Sehr wichtig war für mich auch, dass ich seit 2004 jedes Jahr zwei Mal für mehrere Wochen in China bin und dort Kurse mit inzwischen mehreren tausend Menschen geleitet habe. Nirgendwo haben mir die Menschen so offen ihr Herz ausgeschüttet wie in China. Ich verstehe China zwar noch immer nicht, aber ich habe nicht nur einen ganz anderen Einblick in die chinesische Kultur, die Gesellschaft und vor allem einen anderen Blick auf die Menschen bekommen, als es die Berichte in den deutschen Medien vermitteln6; vor allem hat mir die Arbeit dort es ermöglicht, auf unsere eigene Kultur von außen und mit einem inneren Abstand zu schauen, der mir sonst nicht möglich gewesen wäre, und dabei Dinge zu sehen, die ich sonst nicht wahrgenommen hätte – zum Beispiel unsere ideologische Verbissenheit, die Chinesen vollkommen abgeht, unser Schwarz-Weiß- und Entweder- oder-Denken, die Überheblichkeit, die wir Lehrern und Älteren gegenüber an den Tag legen, oder unser lieb- und respektloser Umgang mit alten Menschen.

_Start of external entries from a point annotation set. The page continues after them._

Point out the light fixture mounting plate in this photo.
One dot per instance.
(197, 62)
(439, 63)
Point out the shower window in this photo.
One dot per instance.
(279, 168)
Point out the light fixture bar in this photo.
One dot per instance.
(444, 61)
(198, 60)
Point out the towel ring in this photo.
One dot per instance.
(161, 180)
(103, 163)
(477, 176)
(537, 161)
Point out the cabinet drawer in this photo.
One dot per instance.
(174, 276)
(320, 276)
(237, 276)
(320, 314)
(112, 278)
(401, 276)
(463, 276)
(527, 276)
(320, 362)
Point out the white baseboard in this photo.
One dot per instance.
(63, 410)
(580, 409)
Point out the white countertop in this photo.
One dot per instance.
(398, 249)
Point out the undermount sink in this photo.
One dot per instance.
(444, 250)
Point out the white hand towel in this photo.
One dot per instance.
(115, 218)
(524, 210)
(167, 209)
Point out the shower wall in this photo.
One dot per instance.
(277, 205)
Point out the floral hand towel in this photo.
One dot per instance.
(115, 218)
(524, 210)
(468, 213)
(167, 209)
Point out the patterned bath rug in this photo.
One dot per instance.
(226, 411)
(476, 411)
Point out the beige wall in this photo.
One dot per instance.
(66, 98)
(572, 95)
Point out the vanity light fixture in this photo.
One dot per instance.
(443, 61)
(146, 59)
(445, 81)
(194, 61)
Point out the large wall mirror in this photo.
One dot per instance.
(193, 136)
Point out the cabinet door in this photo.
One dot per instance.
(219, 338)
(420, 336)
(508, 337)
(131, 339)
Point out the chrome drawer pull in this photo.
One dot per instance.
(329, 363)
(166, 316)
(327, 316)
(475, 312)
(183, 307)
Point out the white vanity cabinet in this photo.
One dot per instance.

Das alles (und viel mehr) konnte ich erst sehen, als ich aus der Ferne auf unsere Kultur schaute. Das gilt auch für meine zwanzigjährige Arbeit in Mittel-Ost-Europa, namentlich in Tschechien, der Slowakei und Ungarn. Hier ist der kulturelle Abstand zwar viel geringer, aber auch in diesen Ländern habe ich einen anderen Blick auf die Menschen dort und ihre Denk- und Lebensweise wie auch auf meine eigene Welt bekommen.